PONTIANAK POST – Setelah menjalani penanganan selama sepekan, seorang gadis bernama Safitri (23) yang ditemukan dalam kondisi terlantar di Kabupaten Sekadau akhirnya berhasil diidentifikasi dan segera dipulangkan kepada keluarganya di Kota Palangka Raya, Kalimantan Tengah.
Keberhasilan tersebut merupakan hasil koordinasi antara Polres Sekadau, Dinas Sosial, Pemberdayaan Perempuan dan Perlindungan Anak (Dinsos P3A) Kabupaten Sekadau, serta Polres Palangka Raya yang bersama-sama menelusuri identitas dan keberadaan keluarga Safitri.

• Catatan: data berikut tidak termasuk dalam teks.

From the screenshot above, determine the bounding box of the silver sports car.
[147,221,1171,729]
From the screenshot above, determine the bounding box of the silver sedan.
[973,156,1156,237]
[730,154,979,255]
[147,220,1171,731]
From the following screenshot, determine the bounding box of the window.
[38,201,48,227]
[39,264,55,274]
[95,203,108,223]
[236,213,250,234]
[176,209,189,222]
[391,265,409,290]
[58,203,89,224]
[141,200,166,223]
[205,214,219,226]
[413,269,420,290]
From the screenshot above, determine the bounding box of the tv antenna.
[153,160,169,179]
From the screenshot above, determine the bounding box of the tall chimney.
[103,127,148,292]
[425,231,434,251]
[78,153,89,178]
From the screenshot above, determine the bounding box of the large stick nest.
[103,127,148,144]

Safitri awalnya diantar warga ke Polres Sekadau pada Selasa (2/6/2026). Saat itu, perempuan muda tersebut sulit diajak berkomunikasi sehingga petugas kesulitan mengetahui identitas maupun alamat keluarganya.
Proses Pencarian Identitas Berlangsung Sepekan
Menindaklanjuti kondisi tersebut, personel Piket Pamapta SPKT Polres Sekadau berkoordinasi dengan Dinsos P3A Kabupaten Sekadau untuk melakukan asesmen dan pendampingan.
Petugas beberapa kali melakukan penggalian informasi guna membantu mengungkap identitas perempuan tersebut. Upaya itu akhirnya membuahkan hasil setelah ditemukan petunjuk yang mengarah ke Kota Palangka Raya, Kalimantan Tengah.
Kapolres Sekadau AKBP Andhika Wiratama melalui Plt Kasi Humas IPDA Iwan Kurniawan mengatakan proses pencarian dilakukan secara bertahap hingga keluarga Safitri berhasil ditemukan.
“Setelah identitas berhasil ditemukan, Polres Sekadau berkoordinasi dengan Polres Palangka Raya Polda Kalimantan Tengah untuk membantu menelusuri pihak keluarga. Dari hasil koordinasi tersebut, keluarga yang bersangkutan berhasil ditemukan beserta informasi kontak yang dapat dihubungi,” ujar Iwan, Rabu (10/6).
Haru Menjelang Kepulangan
Informasi mengenai keberadaan keluarga kemudian diteruskan kepada Dinsos P3A Kabupaten Sekadau untuk ditindaklanjuti melalui koordinasi dengan Dinas Sosial Provinsi Kalimantan Barat.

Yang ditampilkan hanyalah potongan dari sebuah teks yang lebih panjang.